Thursday, March 10, 2016

eternal recurrence

   During the meditation session, one of the participants had described the situation of coming back to something with completely new eyes, but realizing that there is a new view from 'nowhere'. It is something like this: have you ever had a situation where your mind either drifted or simply went into a different state of being, and then found that what was familiar before now looks 'unfamiliar'? The way this practitioner described it is something like: hearing the sound of my voice doing the guided facilitation, then starting to fall away from that voice, only to hear it again and ask the question: where was I between hearing the sound, then not hearing it, then hearing it again? This is not about just letting the mind wander. I think it's more about forgetting the self's existence for a brief moment, and seeing a situation anew without any solid sense of self. At that point, we catch ourselves wondering: what happened to this secure sense of being that binds the past, present and future? Is it really there all the time or does it in fact go in and out, like the tides?
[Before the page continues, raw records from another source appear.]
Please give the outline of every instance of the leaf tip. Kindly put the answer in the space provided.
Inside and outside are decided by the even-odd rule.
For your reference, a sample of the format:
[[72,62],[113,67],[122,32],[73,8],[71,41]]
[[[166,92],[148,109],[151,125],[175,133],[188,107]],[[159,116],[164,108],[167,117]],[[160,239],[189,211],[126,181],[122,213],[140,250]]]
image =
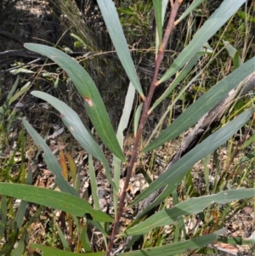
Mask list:
[[94,105],[94,103],[93,103],[91,98],[89,98],[88,96],[85,96],[84,100],[88,104],[89,106],[93,106]]

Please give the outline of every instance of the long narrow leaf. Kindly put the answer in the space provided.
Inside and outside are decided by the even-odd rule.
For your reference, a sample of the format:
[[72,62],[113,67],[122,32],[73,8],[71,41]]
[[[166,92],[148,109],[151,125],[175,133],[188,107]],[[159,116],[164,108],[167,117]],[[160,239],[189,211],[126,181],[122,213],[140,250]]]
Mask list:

     I think that every so often, people need to challenge the sense of who is the self that is having an experience, before they can see the experience with 'new eyes'. This is the meaning of huatou practice: to keep questioning the subject-object duality until it dissolves somehow. But there is another aspect to this experience which somehow reminds me of Nietzsche's notion of the 'eternal recurrence'. It is the notion of continuing to revisit the same place until one fully embraces living it and wishes to fully relive it in the same way.  From a Buddhist perspective, I think perhaps it means visiting things without an entrenched sense of self dragging one down.
    I think as soon as I even imagine what this eternal recurrence looks like, I have already gone afar from accepting this present moment without attachment. Why? It's because whatever I envision for myself is only going to be an image that is divorced from present awareness. It certainly doesn't mean that  one has no suffering to bear. I think what it entails is acceptance even of non-acceptance. Now how is this possible? Quite simply it is about so radically accepting one's present conditions that there is simply no need to envision something better, more positive, more relaxed, and so on. This 'more' is actually the source of suffering, because it is always displacing awareness to some thought that has no awareness at all. There is even a sense that trying to 'give rise to something more spiritual' is equally off the mark, because it is desiring something that just isn't present.
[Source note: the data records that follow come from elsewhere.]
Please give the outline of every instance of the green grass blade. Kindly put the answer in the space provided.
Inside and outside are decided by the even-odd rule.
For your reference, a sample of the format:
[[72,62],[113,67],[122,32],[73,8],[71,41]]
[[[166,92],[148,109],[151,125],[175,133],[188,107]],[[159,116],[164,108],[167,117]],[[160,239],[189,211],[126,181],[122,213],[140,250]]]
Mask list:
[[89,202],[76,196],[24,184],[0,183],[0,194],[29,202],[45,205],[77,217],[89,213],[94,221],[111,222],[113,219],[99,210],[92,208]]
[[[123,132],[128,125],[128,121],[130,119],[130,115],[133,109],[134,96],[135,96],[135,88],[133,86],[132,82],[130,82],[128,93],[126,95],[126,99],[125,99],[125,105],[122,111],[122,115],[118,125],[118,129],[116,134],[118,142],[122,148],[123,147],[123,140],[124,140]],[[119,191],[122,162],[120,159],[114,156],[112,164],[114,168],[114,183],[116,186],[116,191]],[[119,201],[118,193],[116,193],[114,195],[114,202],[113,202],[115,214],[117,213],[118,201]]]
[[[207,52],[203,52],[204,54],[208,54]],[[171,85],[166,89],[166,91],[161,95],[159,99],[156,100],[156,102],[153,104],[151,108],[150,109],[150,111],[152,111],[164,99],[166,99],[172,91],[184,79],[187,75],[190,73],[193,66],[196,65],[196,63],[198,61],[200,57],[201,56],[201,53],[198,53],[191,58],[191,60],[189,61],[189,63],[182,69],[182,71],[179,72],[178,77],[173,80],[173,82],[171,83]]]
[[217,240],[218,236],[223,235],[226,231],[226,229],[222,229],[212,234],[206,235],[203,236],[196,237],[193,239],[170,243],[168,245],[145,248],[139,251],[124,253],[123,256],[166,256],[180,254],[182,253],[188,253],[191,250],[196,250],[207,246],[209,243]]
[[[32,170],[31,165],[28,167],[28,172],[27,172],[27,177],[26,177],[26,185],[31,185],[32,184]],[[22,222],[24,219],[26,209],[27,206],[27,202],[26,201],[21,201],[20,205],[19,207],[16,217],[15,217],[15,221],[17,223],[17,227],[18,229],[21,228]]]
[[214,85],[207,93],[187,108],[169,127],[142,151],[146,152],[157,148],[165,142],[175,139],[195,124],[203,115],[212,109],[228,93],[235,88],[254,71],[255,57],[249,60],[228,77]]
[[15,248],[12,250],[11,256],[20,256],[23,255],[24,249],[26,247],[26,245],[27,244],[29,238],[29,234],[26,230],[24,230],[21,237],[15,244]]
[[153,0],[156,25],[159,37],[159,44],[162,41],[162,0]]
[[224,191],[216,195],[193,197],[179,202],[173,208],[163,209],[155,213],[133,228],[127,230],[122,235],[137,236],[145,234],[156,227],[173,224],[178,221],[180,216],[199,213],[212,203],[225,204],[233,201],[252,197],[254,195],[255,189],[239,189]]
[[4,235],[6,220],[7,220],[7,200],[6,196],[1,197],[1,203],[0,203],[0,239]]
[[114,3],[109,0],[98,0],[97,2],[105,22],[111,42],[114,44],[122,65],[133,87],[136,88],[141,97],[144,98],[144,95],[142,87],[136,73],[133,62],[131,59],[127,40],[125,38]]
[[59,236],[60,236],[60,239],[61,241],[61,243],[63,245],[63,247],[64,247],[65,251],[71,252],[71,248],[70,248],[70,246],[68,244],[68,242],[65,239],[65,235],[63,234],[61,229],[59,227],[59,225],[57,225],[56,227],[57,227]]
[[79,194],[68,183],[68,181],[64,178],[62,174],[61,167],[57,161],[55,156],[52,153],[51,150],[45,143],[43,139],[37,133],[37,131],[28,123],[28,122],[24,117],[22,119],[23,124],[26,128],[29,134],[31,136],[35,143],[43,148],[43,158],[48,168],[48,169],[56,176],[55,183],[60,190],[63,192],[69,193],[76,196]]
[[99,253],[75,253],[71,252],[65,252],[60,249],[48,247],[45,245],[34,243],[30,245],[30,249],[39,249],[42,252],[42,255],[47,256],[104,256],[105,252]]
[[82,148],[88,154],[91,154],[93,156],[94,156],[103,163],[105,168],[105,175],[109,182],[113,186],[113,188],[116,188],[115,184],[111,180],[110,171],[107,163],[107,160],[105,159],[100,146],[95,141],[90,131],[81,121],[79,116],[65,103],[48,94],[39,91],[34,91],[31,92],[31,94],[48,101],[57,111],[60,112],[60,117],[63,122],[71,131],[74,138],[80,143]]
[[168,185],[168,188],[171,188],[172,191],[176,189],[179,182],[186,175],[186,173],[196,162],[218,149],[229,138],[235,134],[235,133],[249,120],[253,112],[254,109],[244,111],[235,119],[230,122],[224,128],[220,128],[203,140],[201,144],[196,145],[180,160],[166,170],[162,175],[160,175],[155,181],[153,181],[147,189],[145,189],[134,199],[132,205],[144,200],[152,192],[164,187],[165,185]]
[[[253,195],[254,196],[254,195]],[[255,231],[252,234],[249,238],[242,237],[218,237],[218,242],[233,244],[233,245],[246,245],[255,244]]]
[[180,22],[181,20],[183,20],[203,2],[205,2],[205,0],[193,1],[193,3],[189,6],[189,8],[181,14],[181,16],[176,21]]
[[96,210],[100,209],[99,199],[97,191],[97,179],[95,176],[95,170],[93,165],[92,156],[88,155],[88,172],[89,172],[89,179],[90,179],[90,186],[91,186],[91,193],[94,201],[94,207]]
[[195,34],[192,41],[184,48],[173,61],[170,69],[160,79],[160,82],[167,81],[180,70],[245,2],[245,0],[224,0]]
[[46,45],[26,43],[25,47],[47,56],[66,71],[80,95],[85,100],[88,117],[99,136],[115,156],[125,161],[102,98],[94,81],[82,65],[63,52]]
    Of course, there is a mystery to all this, particularly around the question of what makes eternal recurrence something that one can embrace. Sometimes I think that people start to have the experience when they have suffered a situation so much that all their alternatives to framing the experience have exhausted. At that point, there is no other choice but to embrace the situation as it is in its entirety, wholeheartedly. But all the ways we use to evade our current moment are really just preparations for that final embrace or surrender. Once I had finally figured out the futility of willing or wanting something different (especially its impermanence), I am back to the original awareness that is unchanging.